A new report is delivered to the table to represent the brand new records and each the authentic and new document could be present. The new report gets its personal number one key as follows −
Employee ID | 10001 | 10002 |
---|---|---|
Name | Andy | Andy |
Location | New York | LA, California |
Benefit − This technique allows us to save all of the historical facts.
Disadvantage − Size of the desk grows quicker. When the number of rows for the desk may be very high, space and performance of table can be a difficulty.
Use − Solution 2 ought to be used while it's miles essential for DW to maintain historical facts.
Solution 3
The original document in Employee size is changed to mirror the exchange.
There might be columns to indicate the unique attribute, one shows unique fee and different indicates the new fee. There will also be a column that suggests whilst the modern fee turns into lively.
Employee ID | Name | Original Location | New Location | Date Moved |
---|---|---|---|---|
10001 | Andy | New York | LA, California | July 2015 |
Benefits − This does now not increase the dimensions of the table, considering new statistics is up to date. This permits us to preserve historic records.
Disadvantage − This approach doesn’t hold all history when an characteristic price is changed extra than as soon as.
Use − Solution three should handiest be used while it's miles required for DW to hold facts of ancient changes.
Normalization
Normalization is the procedure of decomposing a table into much less redundant smaller tables with out losing any records. So Database normalization is the process of organizing the attributes and tables of a database to limit records redundancy (duplicate records).
Purpose of Normalization
- It is used to get rid of certain kinds of statistics (redundancy/ replication) to improve consistency.
- It offers maximum flexibility to satisfy future statistics wishes by way of retaining tables similar to object sorts of their simplified bureaucracy.
- It produces a clearer and readable records model.
Advantages
- Data integrity.
- Enhances records consistency.
- Reduces information redundancy and space required.
- Reduces update value.
- Maximum flexibility in responding to advert-hoc queries.

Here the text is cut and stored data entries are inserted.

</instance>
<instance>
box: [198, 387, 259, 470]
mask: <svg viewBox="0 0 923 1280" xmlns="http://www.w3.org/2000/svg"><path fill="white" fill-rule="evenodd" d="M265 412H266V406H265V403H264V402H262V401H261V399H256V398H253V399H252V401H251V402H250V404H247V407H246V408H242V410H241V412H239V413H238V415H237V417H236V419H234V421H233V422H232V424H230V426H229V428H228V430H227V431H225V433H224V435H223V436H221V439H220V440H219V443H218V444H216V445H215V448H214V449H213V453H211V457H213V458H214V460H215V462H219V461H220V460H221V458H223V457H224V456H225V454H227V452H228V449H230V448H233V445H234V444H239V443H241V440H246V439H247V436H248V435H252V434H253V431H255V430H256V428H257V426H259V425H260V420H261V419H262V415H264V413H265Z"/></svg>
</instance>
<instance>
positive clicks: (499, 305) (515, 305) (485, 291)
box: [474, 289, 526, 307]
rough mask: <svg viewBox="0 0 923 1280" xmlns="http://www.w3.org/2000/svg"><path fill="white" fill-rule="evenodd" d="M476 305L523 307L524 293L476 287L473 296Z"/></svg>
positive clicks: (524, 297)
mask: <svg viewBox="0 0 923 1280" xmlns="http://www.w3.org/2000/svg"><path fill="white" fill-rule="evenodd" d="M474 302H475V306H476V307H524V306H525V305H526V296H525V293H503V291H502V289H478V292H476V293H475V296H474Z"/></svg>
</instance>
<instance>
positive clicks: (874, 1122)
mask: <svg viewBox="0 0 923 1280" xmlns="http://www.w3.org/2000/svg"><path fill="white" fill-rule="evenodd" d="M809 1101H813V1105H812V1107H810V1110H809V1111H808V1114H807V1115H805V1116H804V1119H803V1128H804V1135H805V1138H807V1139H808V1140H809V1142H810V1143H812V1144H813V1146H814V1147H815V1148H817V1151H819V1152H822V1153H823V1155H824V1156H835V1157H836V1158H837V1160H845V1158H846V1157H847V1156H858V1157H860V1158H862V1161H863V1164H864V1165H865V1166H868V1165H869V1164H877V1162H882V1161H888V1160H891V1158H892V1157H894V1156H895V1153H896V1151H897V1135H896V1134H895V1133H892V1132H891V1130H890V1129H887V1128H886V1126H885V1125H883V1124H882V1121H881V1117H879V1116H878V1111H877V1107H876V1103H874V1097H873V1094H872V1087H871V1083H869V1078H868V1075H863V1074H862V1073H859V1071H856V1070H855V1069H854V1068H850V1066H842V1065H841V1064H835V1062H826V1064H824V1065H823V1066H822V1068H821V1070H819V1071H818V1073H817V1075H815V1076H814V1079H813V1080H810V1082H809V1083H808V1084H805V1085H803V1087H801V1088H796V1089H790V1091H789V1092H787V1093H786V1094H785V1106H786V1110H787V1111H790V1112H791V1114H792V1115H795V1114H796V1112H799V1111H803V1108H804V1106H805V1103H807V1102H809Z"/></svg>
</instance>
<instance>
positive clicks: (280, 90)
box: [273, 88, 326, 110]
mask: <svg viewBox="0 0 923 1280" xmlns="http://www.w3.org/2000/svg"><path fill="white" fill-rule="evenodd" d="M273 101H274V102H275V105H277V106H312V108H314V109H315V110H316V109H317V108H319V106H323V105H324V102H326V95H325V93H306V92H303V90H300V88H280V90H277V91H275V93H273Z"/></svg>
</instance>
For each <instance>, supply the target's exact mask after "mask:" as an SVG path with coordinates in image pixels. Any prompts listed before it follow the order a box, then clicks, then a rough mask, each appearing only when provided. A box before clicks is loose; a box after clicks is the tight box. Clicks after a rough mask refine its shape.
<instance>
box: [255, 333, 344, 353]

- Reduces the overall variety of rows in line with block.
Disadvantages
Slow overall performance of queries in database due to the fact joins must be finished to retrieve applicable records from several normalized tables.
You should apprehend the information version so that it will carry out right joins among numerous tables.
Example
In the above instance, the table inside the inexperienced block represents a normalized table of the one in the crimson block. The table in green block is much less redundant and also with less range of rows with out dropping any records.